Monday, June 6, 2011

My personal feminism--and JERUSALEM MAIDEN

I was recently asked about the roots of my feminism--and my newly released novel's relevance to today's women. Here are my responses:

1) Over the span of your professional life, you have held several influential positions related to women's issues, rights and activism. At what point in your career did you begin to formulate thoughts that would be later used to craft the story of JERUSALEM MAIDEN?

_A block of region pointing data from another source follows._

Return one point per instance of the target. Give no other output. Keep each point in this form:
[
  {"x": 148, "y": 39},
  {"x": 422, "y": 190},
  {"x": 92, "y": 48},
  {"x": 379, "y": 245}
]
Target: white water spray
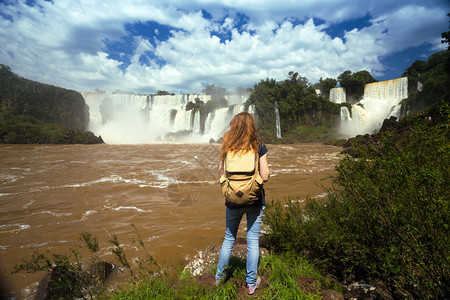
[{"x": 140, "y": 119}]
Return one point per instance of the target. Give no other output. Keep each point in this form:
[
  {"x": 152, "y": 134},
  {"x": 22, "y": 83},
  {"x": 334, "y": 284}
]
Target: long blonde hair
[{"x": 242, "y": 135}]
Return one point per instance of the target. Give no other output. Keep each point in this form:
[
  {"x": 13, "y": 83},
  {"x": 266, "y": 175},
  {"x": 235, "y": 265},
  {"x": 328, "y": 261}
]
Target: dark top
[{"x": 262, "y": 150}]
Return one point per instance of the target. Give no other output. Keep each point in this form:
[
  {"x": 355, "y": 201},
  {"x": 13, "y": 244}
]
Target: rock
[{"x": 69, "y": 283}]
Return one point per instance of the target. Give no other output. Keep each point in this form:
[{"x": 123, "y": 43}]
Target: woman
[{"x": 243, "y": 136}]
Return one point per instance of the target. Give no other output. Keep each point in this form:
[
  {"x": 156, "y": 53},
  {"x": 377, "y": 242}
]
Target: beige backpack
[{"x": 241, "y": 182}]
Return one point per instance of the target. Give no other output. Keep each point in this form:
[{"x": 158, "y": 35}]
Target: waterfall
[
  {"x": 337, "y": 95},
  {"x": 381, "y": 100},
  {"x": 131, "y": 119},
  {"x": 277, "y": 120}
]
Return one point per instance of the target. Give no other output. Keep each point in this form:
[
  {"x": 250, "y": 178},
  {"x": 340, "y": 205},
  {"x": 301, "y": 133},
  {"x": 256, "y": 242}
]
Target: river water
[{"x": 49, "y": 194}]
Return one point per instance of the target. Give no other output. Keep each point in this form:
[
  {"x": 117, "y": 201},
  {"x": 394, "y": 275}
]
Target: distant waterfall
[
  {"x": 337, "y": 95},
  {"x": 131, "y": 119},
  {"x": 380, "y": 101},
  {"x": 277, "y": 121}
]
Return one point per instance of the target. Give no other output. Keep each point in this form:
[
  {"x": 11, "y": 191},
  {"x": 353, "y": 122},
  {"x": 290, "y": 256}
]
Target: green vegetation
[
  {"x": 428, "y": 82},
  {"x": 354, "y": 84},
  {"x": 28, "y": 130},
  {"x": 282, "y": 276},
  {"x": 387, "y": 215},
  {"x": 31, "y": 112},
  {"x": 300, "y": 108}
]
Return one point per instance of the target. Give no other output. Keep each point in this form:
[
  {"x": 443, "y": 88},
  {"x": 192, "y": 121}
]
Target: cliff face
[{"x": 46, "y": 103}]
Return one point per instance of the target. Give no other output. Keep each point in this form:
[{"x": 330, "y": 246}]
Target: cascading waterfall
[
  {"x": 134, "y": 119},
  {"x": 337, "y": 95},
  {"x": 381, "y": 100},
  {"x": 277, "y": 121}
]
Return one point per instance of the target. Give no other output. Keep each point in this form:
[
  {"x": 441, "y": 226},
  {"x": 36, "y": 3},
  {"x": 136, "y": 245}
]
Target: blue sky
[{"x": 181, "y": 46}]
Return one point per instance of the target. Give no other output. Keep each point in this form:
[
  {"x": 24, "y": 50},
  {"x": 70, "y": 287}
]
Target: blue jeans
[{"x": 233, "y": 218}]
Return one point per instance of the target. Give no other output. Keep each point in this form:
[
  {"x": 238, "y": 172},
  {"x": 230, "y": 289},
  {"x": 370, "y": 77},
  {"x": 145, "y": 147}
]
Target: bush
[{"x": 387, "y": 215}]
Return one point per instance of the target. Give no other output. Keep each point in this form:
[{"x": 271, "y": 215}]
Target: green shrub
[{"x": 387, "y": 214}]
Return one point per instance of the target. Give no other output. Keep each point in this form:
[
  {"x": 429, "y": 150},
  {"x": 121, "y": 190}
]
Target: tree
[{"x": 216, "y": 92}]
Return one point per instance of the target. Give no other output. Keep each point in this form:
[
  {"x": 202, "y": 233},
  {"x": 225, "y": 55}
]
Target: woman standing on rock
[{"x": 243, "y": 169}]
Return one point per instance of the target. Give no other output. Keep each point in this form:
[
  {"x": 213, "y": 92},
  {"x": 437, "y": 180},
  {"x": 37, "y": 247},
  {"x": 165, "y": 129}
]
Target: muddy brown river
[{"x": 49, "y": 194}]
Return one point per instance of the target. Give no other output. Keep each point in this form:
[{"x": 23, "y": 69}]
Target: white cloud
[{"x": 63, "y": 42}]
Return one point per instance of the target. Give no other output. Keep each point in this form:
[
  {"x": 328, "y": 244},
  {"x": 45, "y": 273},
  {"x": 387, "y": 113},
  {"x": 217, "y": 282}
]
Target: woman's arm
[{"x": 264, "y": 168}]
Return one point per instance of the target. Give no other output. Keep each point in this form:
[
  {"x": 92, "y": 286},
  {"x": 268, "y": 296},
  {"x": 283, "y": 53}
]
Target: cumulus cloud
[{"x": 67, "y": 43}]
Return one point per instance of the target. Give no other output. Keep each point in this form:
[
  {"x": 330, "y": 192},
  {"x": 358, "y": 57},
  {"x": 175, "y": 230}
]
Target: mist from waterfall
[
  {"x": 381, "y": 100},
  {"x": 145, "y": 119},
  {"x": 277, "y": 121}
]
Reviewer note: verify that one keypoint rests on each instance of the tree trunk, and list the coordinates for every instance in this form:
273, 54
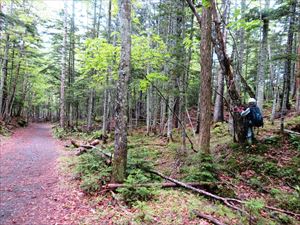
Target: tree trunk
298, 77
206, 73
64, 69
287, 68
261, 65
90, 110
219, 103
120, 152
149, 110
10, 97
4, 73
108, 78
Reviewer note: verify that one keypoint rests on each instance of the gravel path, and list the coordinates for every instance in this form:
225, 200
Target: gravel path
30, 185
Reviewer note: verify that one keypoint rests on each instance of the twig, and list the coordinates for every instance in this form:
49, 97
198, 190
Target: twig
227, 201
208, 217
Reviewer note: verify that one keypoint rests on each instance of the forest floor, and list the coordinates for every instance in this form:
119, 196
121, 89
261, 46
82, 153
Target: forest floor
32, 190
43, 183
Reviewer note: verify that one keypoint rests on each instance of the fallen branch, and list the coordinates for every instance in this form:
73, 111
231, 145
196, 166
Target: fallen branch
208, 217
75, 144
113, 186
291, 132
227, 201
90, 146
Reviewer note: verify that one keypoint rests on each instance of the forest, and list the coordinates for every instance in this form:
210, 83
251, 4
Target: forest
150, 112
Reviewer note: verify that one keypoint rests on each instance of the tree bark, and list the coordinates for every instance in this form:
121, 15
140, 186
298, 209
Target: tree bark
262, 65
298, 77
107, 94
90, 109
64, 69
120, 152
4, 73
287, 67
206, 73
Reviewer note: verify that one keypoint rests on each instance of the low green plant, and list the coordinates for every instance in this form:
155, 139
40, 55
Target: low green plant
59, 132
145, 214
201, 168
92, 171
289, 201
295, 141
134, 191
254, 206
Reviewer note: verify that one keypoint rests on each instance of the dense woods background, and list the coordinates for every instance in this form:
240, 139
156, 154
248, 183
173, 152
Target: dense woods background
169, 69
68, 67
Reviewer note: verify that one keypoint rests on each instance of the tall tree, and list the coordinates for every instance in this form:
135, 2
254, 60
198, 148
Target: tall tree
120, 152
262, 61
288, 63
63, 68
298, 77
206, 73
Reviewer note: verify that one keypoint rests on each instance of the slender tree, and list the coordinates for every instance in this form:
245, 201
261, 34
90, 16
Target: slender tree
120, 153
206, 73
298, 77
63, 68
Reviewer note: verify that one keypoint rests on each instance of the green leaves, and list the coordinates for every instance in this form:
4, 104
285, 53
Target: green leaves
152, 77
242, 23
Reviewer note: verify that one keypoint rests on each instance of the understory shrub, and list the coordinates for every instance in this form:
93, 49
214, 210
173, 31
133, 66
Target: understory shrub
200, 168
92, 171
133, 191
289, 201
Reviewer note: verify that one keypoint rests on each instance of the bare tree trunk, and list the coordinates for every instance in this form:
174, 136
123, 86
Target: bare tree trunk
275, 87
206, 73
10, 97
90, 110
162, 115
4, 73
64, 69
287, 68
170, 117
149, 110
72, 64
219, 103
261, 65
120, 153
108, 78
298, 77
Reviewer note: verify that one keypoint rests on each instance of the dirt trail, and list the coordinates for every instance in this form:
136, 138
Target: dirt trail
30, 190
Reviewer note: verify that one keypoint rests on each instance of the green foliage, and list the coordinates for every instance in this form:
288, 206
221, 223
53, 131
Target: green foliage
133, 192
145, 213
295, 141
59, 132
254, 206
200, 168
273, 140
93, 171
141, 158
289, 201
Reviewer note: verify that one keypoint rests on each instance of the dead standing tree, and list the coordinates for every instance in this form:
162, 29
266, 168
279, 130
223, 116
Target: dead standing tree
225, 64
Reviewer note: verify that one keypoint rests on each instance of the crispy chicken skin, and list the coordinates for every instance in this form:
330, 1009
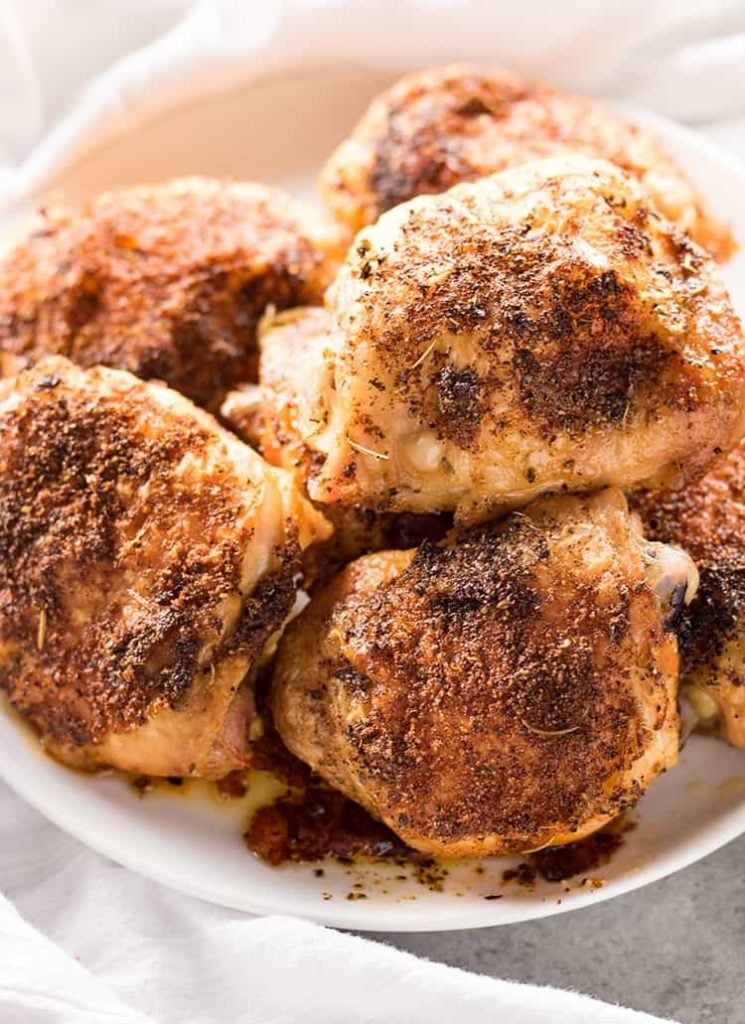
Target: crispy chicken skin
167, 282
537, 330
708, 520
511, 687
274, 416
146, 556
436, 128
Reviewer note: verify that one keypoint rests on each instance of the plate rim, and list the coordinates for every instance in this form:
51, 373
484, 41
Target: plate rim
393, 918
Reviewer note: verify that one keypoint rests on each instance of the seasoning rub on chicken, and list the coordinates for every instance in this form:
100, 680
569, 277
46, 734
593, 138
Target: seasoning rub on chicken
168, 282
538, 330
511, 687
707, 518
435, 128
146, 558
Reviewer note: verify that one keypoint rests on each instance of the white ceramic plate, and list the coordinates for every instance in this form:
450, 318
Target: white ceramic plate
279, 132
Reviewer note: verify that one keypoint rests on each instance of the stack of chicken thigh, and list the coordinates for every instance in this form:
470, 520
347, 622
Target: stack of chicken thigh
486, 410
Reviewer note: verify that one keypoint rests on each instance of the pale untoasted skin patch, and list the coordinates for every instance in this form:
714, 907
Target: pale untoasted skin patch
510, 687
146, 556
535, 331
280, 412
707, 518
168, 282
436, 128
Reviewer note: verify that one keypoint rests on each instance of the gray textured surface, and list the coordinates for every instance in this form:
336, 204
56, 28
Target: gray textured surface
675, 948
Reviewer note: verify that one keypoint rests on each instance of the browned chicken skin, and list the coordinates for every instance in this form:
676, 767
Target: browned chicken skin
708, 520
538, 330
167, 282
436, 128
146, 556
511, 687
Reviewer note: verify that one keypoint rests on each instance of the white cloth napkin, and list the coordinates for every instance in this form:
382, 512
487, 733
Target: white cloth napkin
112, 946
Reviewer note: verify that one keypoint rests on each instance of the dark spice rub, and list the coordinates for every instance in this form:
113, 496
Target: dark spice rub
707, 519
168, 282
145, 558
509, 687
539, 330
433, 129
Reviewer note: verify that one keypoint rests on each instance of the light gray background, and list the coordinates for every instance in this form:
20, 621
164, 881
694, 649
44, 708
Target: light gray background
675, 948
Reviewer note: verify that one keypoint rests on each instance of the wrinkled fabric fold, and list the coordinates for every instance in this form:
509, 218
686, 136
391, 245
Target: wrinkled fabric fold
96, 943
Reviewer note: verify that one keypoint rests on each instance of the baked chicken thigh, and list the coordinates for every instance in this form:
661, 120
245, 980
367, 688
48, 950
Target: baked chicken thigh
168, 282
511, 687
535, 331
276, 415
436, 128
146, 557
708, 520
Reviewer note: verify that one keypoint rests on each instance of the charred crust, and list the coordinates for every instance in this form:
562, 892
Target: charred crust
169, 284
481, 708
91, 509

While stories find me in “Eureka!” moments, their seeds have often been planted in me long before, creating the fertile soil for the blooming of a novel. This is certainly the case with JERUSALEM MAIDEN. I come from a family with a strong maternal line of talented, capable, ground-breaking females. I heard stories about my great-great-grandmother who traveled from Jerusalem to Russia at age fourteen to get Halitza (a form of Jewish release from marriage), and about my great-grandmother who was so intelligent that her father, a rabbi, allowed her to sit outside the door to his yeshiva (Jewish religious school) and listen. As an adolescent, I already had a sense that my grandmother Esther was a superb artist who did not belong in her world and who was bitter about being kneaded into a mold that she hated. Her oldest daughter actually ran away from home in the early 1940s to study law in Beirut (under the British Mandate). My grandmother’s youngest daughter manipulated her way to New York where she eventually became the first woman stock broker at Dean Witter Reynolds, then third largest US brokerage firms. My own mother, now a successful Israeli artist who’s sold literally thousands of paintings in her career only began painting at age forty. In my nascent feminism of the early 70s which I developed independently from the lexicon and ideas that had already entered US culture, I ached for the tremendous waste I sensed in the previous generations. It took the penning of three novels and the premature death of a talented cousin with whom I had discussed our grandmother many times for me to finally begin to tackle this big subject that was both personal and global.

2) In JERUSALEM MAIDEN you introduce readers to a young woman in early 20th-century Jerusalem who struggles with her traditional faith as her personal desires pull her away from home. Is there a message for today's women in Esther's journey? What about women in non-Western style societies?

Esther's story is still universal. Having lived and traveled abroad, and having worked with women in Third-World nations, I learned to appreciate our freedoms and opportunities. Yet, even in the 21st century, all too many women in Western societies are bound by self-imposed social, religious or psychological constraints lodged in their heads, constraints that hold them back no less than did Esther’s God—or the rabbis’ interpretations of His will.

This is not the case with women living in non-Western societies. Whether in China or Congo, Argentina or Saudi Arabia, women do not have the access to education, health care, economic resources, birth control, political power or civil liberties that would make it possible for them to even envision—let alone accomplish—independence and personal fulfillment. Also, not mutually exclusive is the fact that around the globe poverty is feminized, which immensely affects priorities. The key to change, of course, is education—of women, but also of men and governments, for development can be accelerated when women share the resources, gain confidence, and contribute to the betterment of society.